The banquet held all these elements of Eden. The Hotel MacDonald, overlooking the Edmonton river valley, was pristinely predisposed towards perspectives of paradise. It was why the original builders had chosen its location, though they would not have known that. When Andrew and Silke went to grab a breath of air on the stone balcony, they sensed the absence of the Garden in the presence of the tableau before them, the sun's setting colors reflecting off the waters of the North Saskatchewan River, playing fiery highlights off the dark greens of the trees with their Spring growth filling in the spaces between their branches. They experienced it in each other, having found another to delight in, not to simply reflect back adoration, but someone who could help the other cease to be simply individual, and start becoming a unity. It began, as it always did, with the surface of things; it was too soon for deep to call to deep, and so the way her hair caught the light of the sunset, or how her eyes sparkled when she laughed. The supple tone of her arms. The thrill of brushing up against her.
But the night itself would have held an element of Eden even if they had not been lost in each other. The conversations held between beings from other spaces, and other times. The surreality of standing with Borges, the elder treating the younger not as student but colleague, questions and answers traded equally, and Andrew suddenly finding himself taking issue with something Borges had put forward. An eyebrow arching above the blind eye, and the old man smiling wryly. Andrew graciously thanking him for such animated debate, and stepping away with Silke. Spotting Jack across the room, and realizing again who the older man was.
"I can't believe it took me so long to realize who you three were," Andrew said.

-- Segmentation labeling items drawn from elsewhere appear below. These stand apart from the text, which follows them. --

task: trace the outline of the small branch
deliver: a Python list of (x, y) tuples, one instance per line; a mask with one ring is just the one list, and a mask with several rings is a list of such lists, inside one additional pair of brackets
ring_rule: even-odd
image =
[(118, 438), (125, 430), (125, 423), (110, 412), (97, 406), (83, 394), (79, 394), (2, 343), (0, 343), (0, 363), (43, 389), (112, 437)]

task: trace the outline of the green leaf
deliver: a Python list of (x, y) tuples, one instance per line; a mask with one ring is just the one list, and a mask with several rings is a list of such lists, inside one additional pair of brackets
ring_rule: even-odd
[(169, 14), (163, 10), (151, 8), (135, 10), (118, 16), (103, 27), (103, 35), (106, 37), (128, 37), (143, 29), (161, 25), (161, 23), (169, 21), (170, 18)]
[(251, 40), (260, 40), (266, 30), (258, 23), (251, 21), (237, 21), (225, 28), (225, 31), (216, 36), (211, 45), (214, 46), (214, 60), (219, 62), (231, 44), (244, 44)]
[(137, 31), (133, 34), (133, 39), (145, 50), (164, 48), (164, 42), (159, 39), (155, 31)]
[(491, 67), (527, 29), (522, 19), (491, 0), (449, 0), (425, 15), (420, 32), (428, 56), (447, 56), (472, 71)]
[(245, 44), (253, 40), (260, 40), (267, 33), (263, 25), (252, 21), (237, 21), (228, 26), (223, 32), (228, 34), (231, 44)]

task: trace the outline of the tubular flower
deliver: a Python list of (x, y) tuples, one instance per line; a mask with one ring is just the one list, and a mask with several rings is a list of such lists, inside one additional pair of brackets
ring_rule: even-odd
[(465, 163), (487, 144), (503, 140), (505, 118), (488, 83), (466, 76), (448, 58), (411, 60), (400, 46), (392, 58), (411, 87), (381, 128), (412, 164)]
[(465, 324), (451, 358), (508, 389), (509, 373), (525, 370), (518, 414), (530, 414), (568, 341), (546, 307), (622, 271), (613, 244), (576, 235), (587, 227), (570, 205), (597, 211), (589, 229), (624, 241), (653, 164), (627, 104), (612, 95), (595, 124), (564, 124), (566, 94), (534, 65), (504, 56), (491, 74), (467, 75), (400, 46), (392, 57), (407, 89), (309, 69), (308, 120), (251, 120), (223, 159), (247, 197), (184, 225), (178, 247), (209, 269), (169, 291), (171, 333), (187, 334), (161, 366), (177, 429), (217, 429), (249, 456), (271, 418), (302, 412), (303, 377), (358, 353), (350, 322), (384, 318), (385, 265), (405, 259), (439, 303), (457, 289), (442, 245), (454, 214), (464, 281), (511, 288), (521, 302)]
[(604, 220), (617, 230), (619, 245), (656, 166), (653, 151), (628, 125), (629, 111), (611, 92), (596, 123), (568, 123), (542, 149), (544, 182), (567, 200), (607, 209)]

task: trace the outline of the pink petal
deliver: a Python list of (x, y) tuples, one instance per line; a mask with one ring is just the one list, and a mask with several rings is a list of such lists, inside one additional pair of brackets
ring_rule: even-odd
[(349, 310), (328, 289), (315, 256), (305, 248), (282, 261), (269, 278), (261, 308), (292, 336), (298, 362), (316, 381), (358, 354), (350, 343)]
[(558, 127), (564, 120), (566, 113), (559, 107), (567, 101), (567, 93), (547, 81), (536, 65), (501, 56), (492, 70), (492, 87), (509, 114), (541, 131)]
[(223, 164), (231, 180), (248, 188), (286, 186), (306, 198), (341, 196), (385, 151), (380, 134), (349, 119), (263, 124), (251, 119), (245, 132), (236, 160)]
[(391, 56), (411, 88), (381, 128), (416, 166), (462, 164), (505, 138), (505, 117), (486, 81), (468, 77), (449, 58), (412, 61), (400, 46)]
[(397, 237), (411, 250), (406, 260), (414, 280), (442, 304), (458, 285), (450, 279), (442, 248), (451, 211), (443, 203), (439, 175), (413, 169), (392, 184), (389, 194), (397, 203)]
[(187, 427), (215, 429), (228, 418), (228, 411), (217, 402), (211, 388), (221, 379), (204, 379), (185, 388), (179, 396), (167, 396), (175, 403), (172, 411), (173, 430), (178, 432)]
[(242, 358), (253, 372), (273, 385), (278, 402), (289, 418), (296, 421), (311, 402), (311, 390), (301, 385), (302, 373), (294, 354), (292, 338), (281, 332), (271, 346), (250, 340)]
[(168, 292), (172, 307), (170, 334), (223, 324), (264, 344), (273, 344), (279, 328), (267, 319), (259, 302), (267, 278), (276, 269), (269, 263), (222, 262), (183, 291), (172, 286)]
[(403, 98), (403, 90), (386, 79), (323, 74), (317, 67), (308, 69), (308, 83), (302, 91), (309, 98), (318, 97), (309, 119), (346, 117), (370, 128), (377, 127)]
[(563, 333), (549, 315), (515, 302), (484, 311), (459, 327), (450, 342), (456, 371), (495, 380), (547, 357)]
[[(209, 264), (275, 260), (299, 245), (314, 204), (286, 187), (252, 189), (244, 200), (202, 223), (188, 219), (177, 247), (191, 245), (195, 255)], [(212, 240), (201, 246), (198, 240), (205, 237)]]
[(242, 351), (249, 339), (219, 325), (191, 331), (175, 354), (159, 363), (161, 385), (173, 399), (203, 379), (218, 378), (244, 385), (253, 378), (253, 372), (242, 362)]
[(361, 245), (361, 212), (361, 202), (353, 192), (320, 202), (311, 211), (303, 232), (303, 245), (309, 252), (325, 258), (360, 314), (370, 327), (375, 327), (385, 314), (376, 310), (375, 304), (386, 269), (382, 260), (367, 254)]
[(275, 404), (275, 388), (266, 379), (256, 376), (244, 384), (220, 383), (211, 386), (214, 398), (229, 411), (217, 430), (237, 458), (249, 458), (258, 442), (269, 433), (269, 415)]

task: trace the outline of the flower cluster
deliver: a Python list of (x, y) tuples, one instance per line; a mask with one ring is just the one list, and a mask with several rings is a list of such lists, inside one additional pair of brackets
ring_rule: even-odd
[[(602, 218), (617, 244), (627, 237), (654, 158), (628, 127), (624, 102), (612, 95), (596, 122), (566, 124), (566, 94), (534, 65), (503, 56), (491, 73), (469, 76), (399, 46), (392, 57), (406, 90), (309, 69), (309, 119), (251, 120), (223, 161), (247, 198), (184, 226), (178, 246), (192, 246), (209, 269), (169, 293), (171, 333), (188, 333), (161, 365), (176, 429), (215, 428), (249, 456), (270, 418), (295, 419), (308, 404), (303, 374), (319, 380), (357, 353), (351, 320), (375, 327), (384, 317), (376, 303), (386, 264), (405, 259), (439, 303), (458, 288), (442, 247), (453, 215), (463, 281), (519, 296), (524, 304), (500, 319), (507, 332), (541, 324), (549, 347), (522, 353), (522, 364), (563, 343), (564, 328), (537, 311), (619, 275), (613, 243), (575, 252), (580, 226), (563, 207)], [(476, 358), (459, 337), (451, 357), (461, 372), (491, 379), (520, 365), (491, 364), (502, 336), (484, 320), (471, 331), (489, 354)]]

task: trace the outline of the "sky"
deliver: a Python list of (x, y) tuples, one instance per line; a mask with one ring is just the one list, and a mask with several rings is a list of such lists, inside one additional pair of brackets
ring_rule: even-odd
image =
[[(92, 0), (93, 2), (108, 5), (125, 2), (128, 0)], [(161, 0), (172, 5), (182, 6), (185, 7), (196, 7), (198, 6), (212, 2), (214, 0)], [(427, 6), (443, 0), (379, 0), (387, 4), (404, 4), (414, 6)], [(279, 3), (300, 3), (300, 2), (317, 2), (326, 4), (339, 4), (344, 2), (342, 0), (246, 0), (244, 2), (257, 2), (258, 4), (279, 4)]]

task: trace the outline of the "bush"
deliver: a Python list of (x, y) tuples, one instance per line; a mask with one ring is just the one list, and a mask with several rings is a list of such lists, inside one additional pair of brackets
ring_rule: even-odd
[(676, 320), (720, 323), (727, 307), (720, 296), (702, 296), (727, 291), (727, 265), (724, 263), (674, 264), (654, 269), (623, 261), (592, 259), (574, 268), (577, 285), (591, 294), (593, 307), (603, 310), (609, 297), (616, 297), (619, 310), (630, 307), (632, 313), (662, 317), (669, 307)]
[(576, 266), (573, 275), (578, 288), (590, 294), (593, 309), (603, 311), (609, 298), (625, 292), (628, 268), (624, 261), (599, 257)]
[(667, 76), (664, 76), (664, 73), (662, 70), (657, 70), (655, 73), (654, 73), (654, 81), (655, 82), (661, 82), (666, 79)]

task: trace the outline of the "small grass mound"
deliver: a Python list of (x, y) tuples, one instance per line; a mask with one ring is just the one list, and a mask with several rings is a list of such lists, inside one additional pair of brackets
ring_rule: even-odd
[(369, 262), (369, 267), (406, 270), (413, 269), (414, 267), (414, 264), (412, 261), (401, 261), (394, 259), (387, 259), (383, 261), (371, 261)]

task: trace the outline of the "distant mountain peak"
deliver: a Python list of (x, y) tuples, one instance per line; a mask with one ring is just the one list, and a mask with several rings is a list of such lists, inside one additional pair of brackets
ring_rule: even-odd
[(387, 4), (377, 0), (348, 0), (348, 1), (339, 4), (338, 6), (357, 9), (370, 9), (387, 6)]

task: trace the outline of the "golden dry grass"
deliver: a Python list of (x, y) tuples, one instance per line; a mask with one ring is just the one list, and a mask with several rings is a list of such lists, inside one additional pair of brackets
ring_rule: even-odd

Jack chuckled. "You actually mentioned something I wrote from The Magician's Nephew when we were having a teaching time, and I really had to bite my tongue to keep from saying something."
"Why didn't you?"
"Because it would have changed everything too soon," Jack replied. "If you'd thought of me as 'C.S. Lewis' the great writer, you couldn't have thought of me as Jack, a friend who had done what you are doing once upon a time."
Andrew nodded. "I have an odd question to ask then."
"On the balcony outside," Jack said. "If you're going to be asking odd questions, I'd like to have a cigarette in hand: in the eventuality I have any hard thinking to do."
As they turned to head towards the balcony, there was an explosion of light and sound which invaded their senses. Andrew felt overwhelmed by it, like being at a concert in front of the speakers and being blinded by the glare of lights all at once. And as his mind processed the experience, he was aware of a certain musical quality to the explosion, underneath the riot of color and noise.
Spots still in his eyes, Andrew tried to look about the room to determine the source of the commotion. As his gaze fell upon a figure dressed all in white, standing at the entrance to the hall, he heard Jack swear, and whisper a name under his breath.